Stripes of tarmac reflect the layout of underground cables
and pipelines. The gutter’s come away curb leaving rocky black gullies of varying depths
to fill up with the water that slops from the buckets of window washers and streams
down the gleaming plate glass of cafes and restaurants. This chain of small lakes
lends the impression that you’ve arrived in the aftermath of an intense rain
shower; one that vanished as quickly as it appeared, the dark clouds swallowed-up by the pale blue sky.
Outside a restaurant, a tawdry, ornamental statue of a greyhound, squatting
down on its haunches, shoulders its wear and tear with dignified indifference – large white chips in an otherwise
smooth black finish. A noose of chain-link around the dog's neck fastens it to some
railings that border a descending staircase.

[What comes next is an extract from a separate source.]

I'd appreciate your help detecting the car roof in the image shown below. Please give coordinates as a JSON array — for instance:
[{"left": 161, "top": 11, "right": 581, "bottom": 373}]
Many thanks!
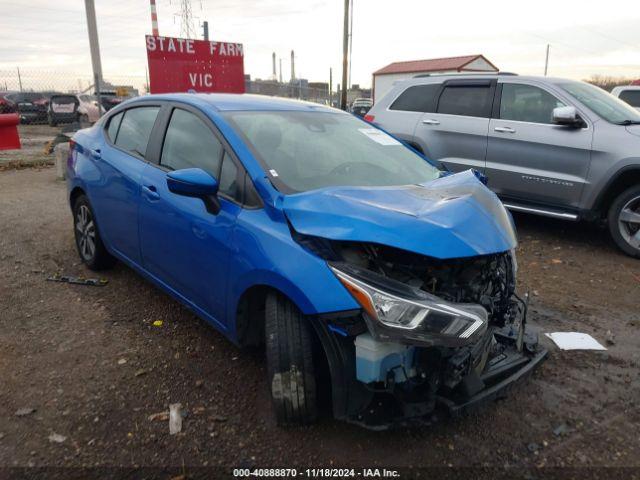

At the far end of the street, the name of The Chinese
Mutual Aid Workers Club is spelled out in bold gold letters in a panel
above a wooden door that has been varnished to a rich bronze. On the black tiled
porch step a tall glass lies on its side.
A barred iron grill, mounted over an arched window with
its top sheered off, restrains a large grey window box containing a half dead
plant – a collection of sticks splayed out in multiple directions incongruously
garnished with red berries The cream façade
of the ground floor, shows patches of bare plaster work. On the two upper
storeys the architect surrendered to neat rows of brown brick. Two columns of
filled-in windows fringed in red brick.
An aluminium cigarette bin, mounted on the ground floor
corner wall, has been plastered with a small square poster; the blocky, black and
white pixels of a QR code awaiting the attentions of a mobile phone scanner.
A man who could be homeless or dressed-down swerves between
two couples:
“Excuse me I want to kill myself.”
“Nobody’s stopping you.” mutters one of the men darkly.